Rating: 3/3.5 out of 5 stars
Dense and dreamy, this book contains a very simplistic and nice fairy tale-like story dressed up with a lot of fancy language and imagery. It is on one hand evocative and mood-setting, while on the other hand bloated and annoying.
I'm not a reader who likes the "dreamscape" feeling, so I really didn't like McKillip's foggy, dreamy wanderings into the vague fairy world. I don't feel like I have a firm explanation on why some things happened the way they did, or even on what exactly happened in a few cases. I feel like there was a lot of "Because, fairies" and not much else of substance provided.
I don't like that, and that intangibility will make this a story that does not stick with me very long, like a dream that already starts disappearing and not making sense as soon as you wake up.

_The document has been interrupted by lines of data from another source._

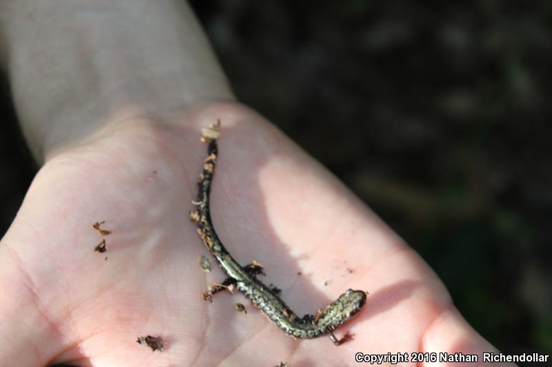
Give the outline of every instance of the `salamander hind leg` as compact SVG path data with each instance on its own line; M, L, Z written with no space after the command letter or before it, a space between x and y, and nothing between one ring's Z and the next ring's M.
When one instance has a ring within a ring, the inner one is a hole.
M346 343L349 340L353 340L353 337L355 336L355 334L351 334L348 331L343 335L343 337L341 339L337 339L335 337L335 335L333 335L333 333L330 333L330 339L333 344L335 344L336 346L339 346L344 343Z

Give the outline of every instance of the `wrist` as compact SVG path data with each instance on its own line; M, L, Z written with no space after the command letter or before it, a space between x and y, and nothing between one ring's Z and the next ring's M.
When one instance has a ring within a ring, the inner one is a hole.
M39 160L121 111L163 116L233 99L186 4L163 4L24 0L9 7L6 67Z

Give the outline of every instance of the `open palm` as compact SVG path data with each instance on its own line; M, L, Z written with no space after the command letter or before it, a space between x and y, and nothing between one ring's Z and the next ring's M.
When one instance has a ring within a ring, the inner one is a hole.
M352 342L295 340L241 295L201 300L225 275L201 270L210 256L187 215L206 151L200 129L219 118L211 213L222 242L242 265L262 264L260 279L299 316L348 288L367 291L335 332ZM18 366L345 366L357 352L493 350L421 258L260 116L232 104L180 118L188 127L120 118L41 169L0 247L3 309L30 310L49 335L14 336L30 350ZM92 227L103 220L108 235ZM102 238L107 252L95 252ZM165 350L136 342L147 335Z

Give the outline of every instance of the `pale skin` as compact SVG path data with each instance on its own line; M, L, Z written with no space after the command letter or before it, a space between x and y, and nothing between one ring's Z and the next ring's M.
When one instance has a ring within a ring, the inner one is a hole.
M235 101L186 4L0 6L3 68L42 165L0 242L0 364L353 366L356 352L497 352L414 251ZM187 213L201 129L217 118L211 212L221 240L242 264L262 264L263 281L299 315L348 288L368 291L335 332L353 341L294 340L238 294L201 300L224 275L201 271L208 254ZM101 220L112 234L92 227ZM102 238L108 251L94 252ZM166 349L136 343L147 335Z

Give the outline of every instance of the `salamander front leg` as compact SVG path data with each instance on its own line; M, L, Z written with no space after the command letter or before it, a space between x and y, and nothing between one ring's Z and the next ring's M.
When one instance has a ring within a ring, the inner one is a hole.
M244 269L250 275L258 275L259 274L264 274L263 273L263 267L258 262L254 262L244 266ZM227 277L222 283L213 284L209 287L206 292L201 293L201 298L206 301L209 301L213 303L213 296L218 293L221 291L232 291L233 286L236 285L236 280L233 277Z
M224 290L230 290L231 291L230 287L235 285L235 284L236 280L233 277L228 277L225 279L222 283L219 284L214 284L212 286L210 286L209 289L206 292L201 293L201 298L206 301L209 301L210 302L213 303L213 296L215 294Z
M331 339L332 342L333 342L333 344L335 344L336 346L339 346L343 343L346 343L349 340L353 340L353 337L354 335L355 334L351 334L348 331L345 333L344 335L343 335L342 338L337 339L337 337L335 337L335 335L333 335L333 333L330 333L330 339Z

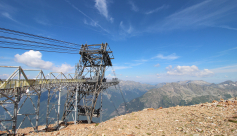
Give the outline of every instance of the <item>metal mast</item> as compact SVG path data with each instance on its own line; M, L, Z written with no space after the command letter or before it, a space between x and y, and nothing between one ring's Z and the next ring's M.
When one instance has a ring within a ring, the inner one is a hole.
M101 108L96 108L99 94L109 86L118 84L116 78L106 81L104 78L106 67L112 66L114 59L107 43L82 45L79 51L81 58L76 64L75 79L83 82L71 86L67 92L62 120L67 123L69 114L73 115L74 123L79 121L79 116L86 116L88 123L92 117L99 117ZM102 106L102 105L101 105Z

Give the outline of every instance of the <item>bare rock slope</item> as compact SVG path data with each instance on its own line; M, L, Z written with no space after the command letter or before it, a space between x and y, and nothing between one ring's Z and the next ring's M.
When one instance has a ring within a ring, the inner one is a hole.
M19 132L26 131L27 128ZM69 125L59 131L27 135L237 135L237 101L222 99L192 106L148 108L99 124Z

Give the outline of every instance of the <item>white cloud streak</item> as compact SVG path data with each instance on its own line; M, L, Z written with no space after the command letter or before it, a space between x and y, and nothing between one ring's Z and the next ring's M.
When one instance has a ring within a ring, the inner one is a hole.
M133 11L135 11L135 12L139 11L139 8L132 1L129 1L129 4L132 6Z
M107 1L106 0L95 0L95 7L107 20L113 23L113 18L109 16Z
M159 66L160 66L160 64L159 64L159 63L155 65L155 67L159 67Z
M161 6L161 7L156 8L156 9L147 11L145 14L152 14L152 13L155 13L155 12L158 12L158 11L160 11L160 10L167 9L167 8L169 8L168 5L163 5L163 6Z
M8 12L2 12L2 16L16 22L16 23L19 23L18 21L16 21L15 19L12 18L12 16L8 13Z
M110 33L108 30L106 30L105 28L103 28L101 25L98 24L97 21L93 20L91 17L89 17L88 15L86 15L84 12L82 12L80 9L78 9L75 5L73 5L71 2L69 2L68 0L65 0L69 5L71 5L75 10L77 10L78 12L80 12L82 15L84 15L85 17L87 17L88 19L90 19L92 21L92 24L96 24L95 27L99 27L101 28L103 31ZM84 21L85 23L85 21ZM91 24L91 23L89 23Z
M235 1L207 0L171 14L163 21L151 26L148 31L216 27L223 23L223 20L226 20L225 18L230 19L229 13L236 9ZM228 29L228 27L225 28Z
M225 28L225 29L237 31L237 28L233 28L233 27L230 27L230 26L227 26L227 25L222 25L222 26L219 26L219 27L220 27L220 28Z
M230 65L225 67L219 67L212 69L215 73L236 73L237 72L237 65Z
M55 72L63 72L63 73L67 73L67 72L73 70L73 68L74 68L68 64L62 64L60 67L55 66L50 61L42 60L41 52L33 51L33 50L27 51L27 52L23 53L22 55L16 54L15 61L25 64L29 67L53 70Z
M208 69L200 70L197 66L176 66L171 65L166 67L167 74L172 76L193 76L193 77L208 77L214 75L214 72Z
M173 54L170 54L168 56L164 56L163 54L158 54L157 56L153 57L152 59L165 59L165 60L175 60L175 59L178 59L179 56L177 56L175 53Z

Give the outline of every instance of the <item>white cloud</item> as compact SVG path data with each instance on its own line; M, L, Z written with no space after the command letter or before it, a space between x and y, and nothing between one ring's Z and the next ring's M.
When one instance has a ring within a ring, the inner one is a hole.
M102 14L107 20L113 22L113 18L109 16L107 9L107 1L106 0L95 0L95 7L99 10L100 14Z
M17 22L15 19L12 18L12 16L8 12L2 12L2 16L6 17L14 22Z
M194 76L194 77L207 77L207 76L212 76L214 72L204 69L204 70L199 70L197 66L192 65L192 66L176 66L172 68L171 65L166 67L167 74L168 75L173 75L173 76Z
M130 66L114 66L113 68L114 68L114 70L117 70L117 69L128 69L128 68L132 68L132 67L130 67Z
M167 31L176 29L196 29L201 27L216 27L229 21L237 9L235 1L206 0L179 10L163 21L156 22L148 31ZM222 27L232 29L228 27Z
M97 21L95 21L94 19L92 19L91 17L89 17L87 14L85 14L84 12L82 12L79 8L77 8L75 5L73 5L71 2L69 2L68 0L65 0L69 5L71 5L75 10L77 10L78 12L80 12L83 16L87 17L88 19L90 19L92 21L92 23L89 24L96 24L96 26L99 26L103 31L110 33L108 30L106 30L105 28L103 28L101 25L99 25L97 23ZM85 21L84 21L85 23Z
M133 30L134 30L131 25L129 25L129 27L125 27L124 24L123 24L123 21L120 22L119 27L123 30L122 33L125 32L125 35L126 35L126 33L127 34L131 34L133 32Z
M41 24L41 25L45 25L45 26L49 26L51 25L48 21L48 19L45 19L45 18L35 18L34 19L38 24Z
M106 78L115 78L115 76L112 76L111 74L107 75Z
M157 56L153 57L153 59L158 58L158 59L165 59L165 60L175 60L178 59L179 56L176 56L175 53L170 54L168 56L164 56L163 54L158 54Z
M91 25L91 26L94 26L94 27L96 27L97 25L98 25L98 22L97 21L91 21L90 23L89 22L87 22L87 20L86 19L84 19L84 24L86 24L86 25Z
M160 66L160 64L159 64L159 63L155 65L155 67L159 67L159 66Z
M236 73L237 72L237 65L230 65L225 67L219 67L212 69L215 73Z
M148 61L148 60L140 59L140 60L134 60L134 61L138 61L138 62L146 62L146 61Z
M65 73L73 69L73 67L68 64L62 64L60 67L54 66L52 62L42 60L41 52L33 51L33 50L27 51L23 53L22 55L16 54L15 61L25 64L29 67L53 70L55 72Z
M135 12L139 11L139 8L132 1L129 1L129 4L132 6L133 11L135 11Z
M227 25L222 25L222 26L219 26L219 27L220 27L220 28L225 28L225 29L236 30L236 31L237 31L237 28L230 27L230 26L227 26Z
M150 10L150 11L146 12L145 14L152 14L152 13L155 13L155 12L158 12L158 11L160 11L162 9L167 9L167 8L169 8L168 5L163 5L161 7L158 7L156 9L154 9L154 10Z

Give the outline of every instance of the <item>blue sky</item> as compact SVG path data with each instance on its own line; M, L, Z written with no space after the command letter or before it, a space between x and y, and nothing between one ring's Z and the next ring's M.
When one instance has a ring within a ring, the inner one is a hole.
M235 0L0 1L0 27L78 44L107 42L117 77L144 83L236 81L236 15ZM0 65L45 73L74 72L79 58L0 48ZM0 78L11 72L1 68Z

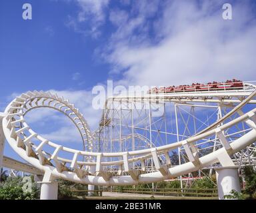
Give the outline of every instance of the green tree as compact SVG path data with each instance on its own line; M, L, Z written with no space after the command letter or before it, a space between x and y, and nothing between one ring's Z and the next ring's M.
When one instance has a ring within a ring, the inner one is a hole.
M0 182L5 181L8 177L7 170L3 170L3 168L1 169L0 172Z
M256 198L256 172L252 166L245 166L243 171L245 180L245 192L249 198Z
M34 200L39 198L39 188L32 182L31 190L23 190L21 177L8 177L0 184L0 200Z

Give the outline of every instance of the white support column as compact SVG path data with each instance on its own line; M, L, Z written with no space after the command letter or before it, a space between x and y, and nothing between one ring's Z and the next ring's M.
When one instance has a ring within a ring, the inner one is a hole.
M88 185L88 191L94 191L94 185ZM93 192L88 192L88 196L93 196Z
M3 149L5 148L5 137L3 133L2 120L4 114L0 112L0 172L2 169L3 158Z
M54 181L54 176L50 172L45 172L41 182L40 200L57 200L58 182Z
M232 190L241 192L238 166L215 168L219 199L224 200Z
M95 172L96 166L90 166L90 170L93 172ZM89 191L94 191L94 189L95 189L94 185L88 184L88 190ZM93 192L88 192L88 196L93 196L93 194L94 194Z

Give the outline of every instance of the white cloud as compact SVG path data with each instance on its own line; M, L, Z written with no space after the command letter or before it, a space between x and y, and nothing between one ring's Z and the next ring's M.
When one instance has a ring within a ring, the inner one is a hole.
M80 76L81 76L80 73L78 73L78 72L75 73L73 74L72 80L73 81L77 81L77 80L79 79Z
M221 2L206 1L199 7L193 1L168 1L157 12L163 15L151 21L147 17L157 7L143 10L140 5L113 33L105 54L115 73L122 74L119 84L255 78L256 23L248 5L234 4L233 19L227 21L222 19Z
M69 16L67 25L77 33L97 38L101 35L99 28L105 23L105 10L109 0L74 0L79 7L77 17ZM86 25L82 27L81 24Z

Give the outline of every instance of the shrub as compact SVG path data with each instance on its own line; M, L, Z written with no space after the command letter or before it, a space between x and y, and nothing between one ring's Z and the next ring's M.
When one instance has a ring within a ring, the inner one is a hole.
M21 177L8 177L0 184L0 200L34 200L39 198L39 189L32 183L31 191L24 192Z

I also don't tend to love the cruel whimsy of fairies, so there's that working against it too. Also, I hated the romantic betrayal. I know, I know, it was a spell or...something? But I don't like cheating, even when it's fairy-induced.
I did appreciate the story and images of winter. The feeling of snowfall, simultaneously beautiful and oppressive has lingered with me.
Authors like Juliet Marillier and Sharon Shinn have a similar style where they use words and imagery to carefully craft a stunning story, but I think those two authors provide more meat to their stories and characters, whereas this book felt like the heavy words and imagery were used to mask and prop up a thin story with stock characters.